The moment we take our thoughts and put them into words to be physically seen they are there forever. We hope and wish and intend on our diaries to be for our eyes only, but that’s just foolishness. This is the risk we take when we allow our “soul” to live in the words we write. Dominique Browning in “Burning the Diaries” knew it was time to let go of 40 years. She feared the “evil eye that would judge”, but mostly she didn’t want her boys to know “how profoundly” she had suffered throughout her life. I can’t judge this. I can’t say what she’s doing with her soul is wrong or right. My opinion is, life is incredibly difficult. When you write all the ups and downs as a coping mechanism, the thought of someone being able to read all of your deepest and darkest thoughts and feelings has to be scary as hell.
Because this is what she’s doing isn’t it? There is so much pain in Browning’s diaries when talking about burning them she doesn’t say let them all go. She says it was time to “let it all go.” She’s talking about her written past. Having those words kept her pain immortal. She held on to it for long enough and it was time for her to burn her way to the other side.
I get it, but for me my diary is only the recovery of my darkest days.

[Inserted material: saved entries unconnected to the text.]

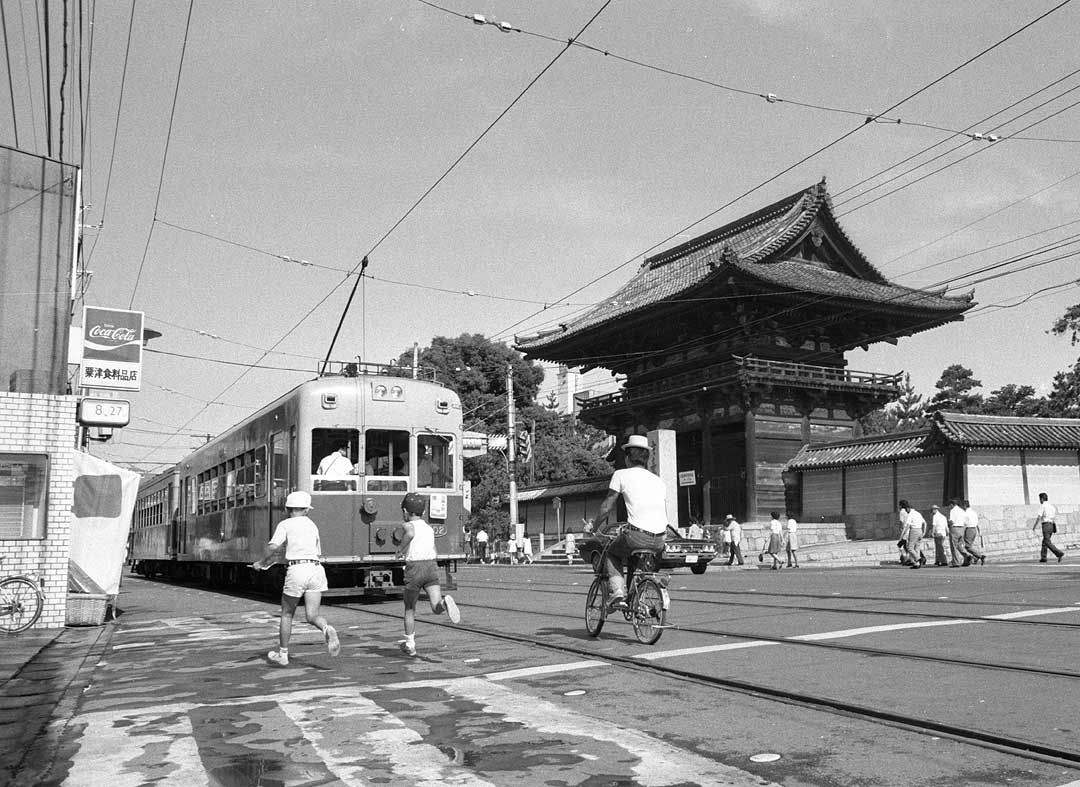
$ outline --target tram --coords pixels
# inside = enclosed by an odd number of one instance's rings
[[[334,364],[140,484],[132,569],[273,592],[284,559],[265,572],[250,564],[285,518],[286,496],[303,490],[319,526],[324,595],[400,595],[401,499],[419,492],[443,586],[453,588],[469,502],[461,432],[461,400],[433,371]]]

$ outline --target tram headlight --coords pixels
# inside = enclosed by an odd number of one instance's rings
[[[404,399],[405,398],[405,389],[402,388],[400,385],[392,385],[392,386],[390,386],[390,398],[391,399]]]

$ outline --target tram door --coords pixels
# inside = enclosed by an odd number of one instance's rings
[[[274,527],[285,518],[285,498],[289,494],[289,444],[284,432],[270,435],[270,521],[267,523],[267,541],[274,534]]]

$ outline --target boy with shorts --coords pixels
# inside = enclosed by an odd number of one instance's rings
[[[278,648],[266,654],[275,664],[285,667],[289,664],[289,638],[292,636],[293,615],[300,597],[304,597],[304,614],[307,622],[323,633],[326,649],[331,656],[341,652],[334,627],[319,614],[323,591],[327,589],[326,571],[322,566],[322,545],[319,541],[319,528],[308,518],[311,510],[311,495],[307,492],[291,492],[285,498],[287,519],[281,520],[262,560],[257,560],[251,567],[265,571],[274,563],[274,555],[285,547],[285,560],[289,567],[285,572],[285,587],[281,591],[281,623],[278,627]]]
[[[416,601],[426,590],[431,611],[445,612],[451,623],[461,621],[457,604],[439,587],[439,566],[435,562],[435,531],[424,521],[427,498],[409,492],[401,501],[401,518],[405,520],[405,535],[398,546],[397,557],[405,559],[405,640],[401,650],[416,655]]]

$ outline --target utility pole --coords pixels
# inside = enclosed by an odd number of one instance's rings
[[[521,538],[521,523],[518,522],[517,501],[517,428],[514,426],[514,370],[506,364],[506,451],[510,460],[510,527],[514,528],[515,542]]]

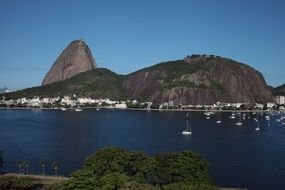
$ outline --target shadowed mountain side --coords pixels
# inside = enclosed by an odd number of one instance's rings
[[[285,96],[285,84],[272,89],[274,96]]]
[[[64,81],[55,82],[45,86],[27,88],[13,93],[5,94],[7,98],[21,97],[56,97],[73,96],[121,99],[124,97],[122,89],[123,76],[104,68],[97,68]]]

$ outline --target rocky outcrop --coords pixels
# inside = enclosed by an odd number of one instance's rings
[[[273,100],[261,73],[221,57],[194,57],[161,63],[126,76],[123,87],[132,99],[156,103],[255,103]]]
[[[83,40],[71,42],[46,74],[42,85],[62,81],[96,68],[95,59]]]

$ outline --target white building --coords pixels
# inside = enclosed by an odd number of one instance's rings
[[[42,103],[44,103],[44,104],[50,103],[50,98],[43,98]]]
[[[257,108],[257,109],[263,109],[263,108],[264,108],[264,105],[263,105],[263,104],[255,103],[254,108]]]
[[[275,103],[273,103],[273,102],[268,102],[267,103],[267,109],[271,109],[271,108],[273,108],[275,106]]]
[[[126,104],[115,104],[115,108],[126,109],[127,105]]]
[[[279,105],[285,104],[285,96],[275,96],[275,102]]]

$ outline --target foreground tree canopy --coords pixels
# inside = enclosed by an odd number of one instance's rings
[[[87,158],[71,179],[50,189],[216,189],[208,163],[192,152],[154,157],[120,148],[105,148]]]

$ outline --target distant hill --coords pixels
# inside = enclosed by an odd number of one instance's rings
[[[144,68],[128,75],[93,69],[64,81],[24,89],[7,97],[63,95],[138,99],[175,104],[269,102],[273,95],[262,74],[231,59],[192,55]]]
[[[7,98],[20,97],[57,97],[73,96],[80,97],[112,98],[122,99],[124,91],[122,89],[123,76],[118,75],[108,69],[97,68],[74,77],[51,83],[45,86],[27,88],[24,90],[6,94]]]
[[[216,56],[192,55],[160,63],[127,75],[123,87],[132,99],[176,104],[273,100],[260,72]]]
[[[285,84],[272,89],[274,96],[285,96]]]

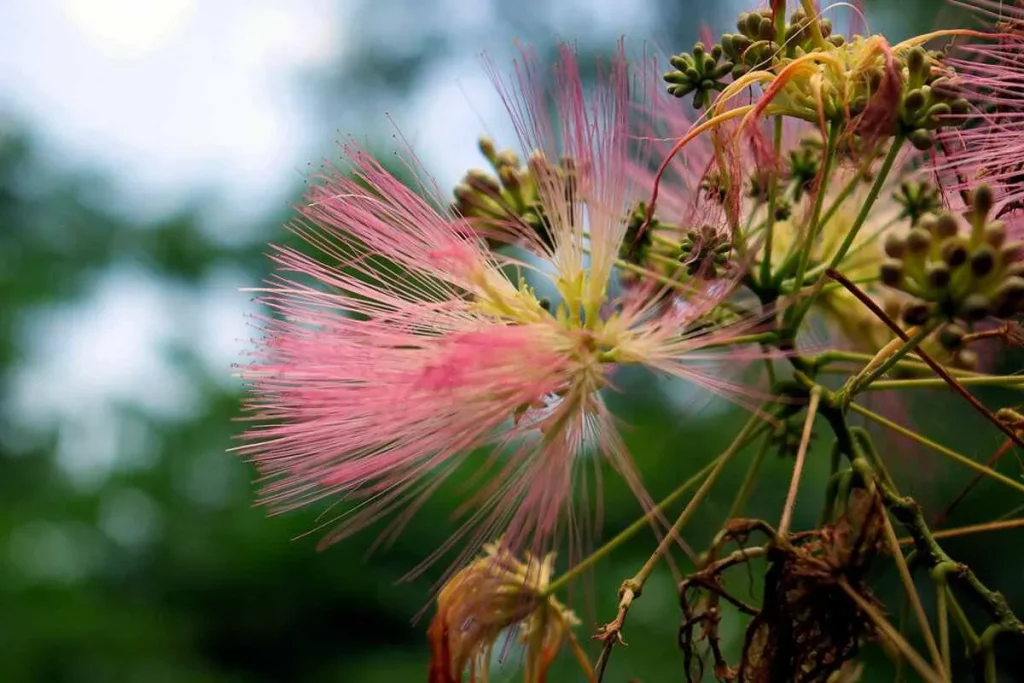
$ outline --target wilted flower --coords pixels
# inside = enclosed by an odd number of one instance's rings
[[[438,208],[436,193],[424,199],[351,146],[351,173],[321,178],[292,226],[319,254],[274,248],[281,274],[263,301],[278,315],[262,320],[266,338],[244,371],[258,424],[239,450],[277,508],[359,501],[327,542],[401,510],[388,531],[397,533],[468,454],[488,447],[485,477],[458,510],[465,525],[428,562],[456,546],[472,556],[497,535],[541,555],[567,520],[576,534],[586,517],[563,513],[588,449],[649,504],[599,393],[615,367],[642,363],[731,388],[691,361],[721,358],[695,352],[740,328],[690,329],[731,281],[697,279],[668,307],[654,291],[615,295],[628,217],[647,189],[627,172],[638,110],[624,61],[590,100],[571,49],[553,87],[536,68],[520,65],[516,88],[498,80],[534,150],[539,219],[509,211],[487,221],[543,266],[492,252],[480,217]],[[550,280],[554,303],[538,298],[527,271]]]
[[[579,620],[545,589],[554,571],[554,556],[522,562],[498,544],[484,546],[484,556],[459,570],[437,596],[430,623],[430,683],[486,683],[491,656],[503,633],[518,635],[526,648],[526,683],[544,683],[555,656],[569,645],[591,675],[572,628]]]

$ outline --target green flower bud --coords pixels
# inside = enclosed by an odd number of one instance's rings
[[[947,323],[939,328],[939,344],[947,351],[956,351],[964,345],[967,331],[956,323]]]
[[[885,237],[885,255],[894,259],[903,258],[907,251],[907,241],[896,234],[889,233]]]
[[[882,263],[879,271],[882,284],[887,287],[897,288],[903,284],[903,262],[896,259],[889,259]]]
[[[925,277],[928,278],[928,283],[932,287],[942,290],[949,285],[953,274],[950,272],[949,266],[944,263],[930,263],[925,269]]]
[[[981,219],[988,216],[994,203],[995,197],[992,194],[992,188],[985,183],[978,185],[971,193],[971,208],[974,210],[976,218]]]
[[[907,234],[907,251],[911,254],[923,254],[932,246],[932,235],[922,228],[911,228]]]
[[[992,305],[987,296],[975,292],[964,297],[958,313],[966,320],[977,322],[992,313]]]
[[[914,88],[903,98],[903,106],[909,112],[915,112],[925,104],[924,93],[920,88]]]
[[[474,168],[466,174],[466,182],[477,192],[498,196],[501,194],[501,185],[497,179],[487,171]]]
[[[941,213],[935,221],[935,234],[939,237],[953,237],[960,232],[960,224],[951,213]]]
[[[1014,276],[1003,280],[993,295],[996,315],[1008,318],[1020,311],[1024,304],[1024,278]]]
[[[746,20],[744,22],[744,25],[739,27],[740,33],[743,33],[744,35],[749,36],[751,38],[758,36],[758,34],[761,31],[761,15],[756,12],[751,12],[750,14],[747,14],[745,17],[741,14],[740,18],[741,20]]]
[[[967,247],[963,240],[952,237],[943,242],[941,255],[950,268],[959,268],[967,261]]]
[[[907,139],[910,140],[910,144],[914,146],[914,149],[925,152],[932,148],[934,140],[932,139],[931,132],[924,128],[916,128],[910,131],[907,135]]]
[[[907,304],[903,309],[903,322],[908,325],[924,325],[932,317],[932,308],[923,301]]]
[[[991,247],[981,247],[971,254],[971,272],[978,277],[985,277],[995,266],[996,252]]]
[[[1006,224],[1002,221],[990,221],[985,226],[985,242],[999,249],[1006,242]]]
[[[925,53],[924,48],[915,47],[907,53],[907,69],[911,75],[922,75],[927,61],[928,55]]]
[[[477,141],[477,146],[480,148],[480,153],[484,155],[488,161],[492,164],[496,164],[498,150],[494,146],[494,140],[491,140],[487,136],[481,136]]]

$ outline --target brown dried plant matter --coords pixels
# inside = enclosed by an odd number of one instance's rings
[[[851,493],[847,513],[837,522],[786,540],[778,540],[774,530],[759,520],[734,520],[723,539],[742,543],[753,531],[776,540],[765,548],[741,548],[709,562],[680,586],[684,614],[680,646],[687,680],[700,680],[703,675],[703,660],[696,652],[701,643],[706,643],[715,677],[722,681],[817,683],[834,680],[833,676],[853,680],[849,677],[856,669],[850,668],[850,660],[863,641],[877,634],[873,621],[844,584],[881,611],[864,581],[883,533],[872,497],[857,489]],[[762,604],[756,609],[727,592],[723,574],[762,554],[769,566]],[[725,661],[718,644],[723,602],[753,617],[737,666]]]

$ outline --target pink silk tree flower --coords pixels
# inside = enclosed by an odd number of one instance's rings
[[[942,154],[935,170],[950,204],[979,182],[996,191],[997,211],[1024,206],[1024,3],[954,1],[972,10],[992,32],[988,41],[971,40],[947,58],[950,84],[971,103],[966,114],[949,118],[955,126],[939,136]]]
[[[414,191],[354,146],[350,170],[319,178],[291,225],[312,249],[273,248],[278,272],[260,290],[272,314],[243,369],[254,424],[237,450],[274,509],[351,503],[325,544],[385,517],[382,539],[393,538],[474,460],[455,511],[463,525],[422,566],[453,549],[461,564],[499,537],[513,553],[543,557],[564,535],[579,550],[601,459],[651,505],[602,397],[616,367],[645,364],[743,400],[708,366],[743,352],[707,347],[749,324],[694,331],[733,280],[691,283],[672,306],[655,305],[658,292],[615,294],[627,217],[649,191],[628,173],[641,153],[631,117],[643,112],[621,48],[592,97],[569,47],[553,78],[526,54],[514,86],[496,80],[532,151],[546,234],[511,218],[506,232],[543,266],[492,252],[431,184]],[[571,164],[556,173],[543,159]],[[550,281],[554,304],[527,271]]]

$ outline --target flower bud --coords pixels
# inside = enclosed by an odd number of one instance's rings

Writing when I was at my lowest point felt exhausting therefore it just didn’t happen. I was empowered by how much one person can change or help another and they not even know it. So I wrote and wrote and wrote most of our conversations. Learning how to live life again and with so much self discovery is not something I would ever burn but I don’t need to. My immortal written words are the other side of that burned bridge. Anyone who reads it would be impacted by the depths two souls can connect.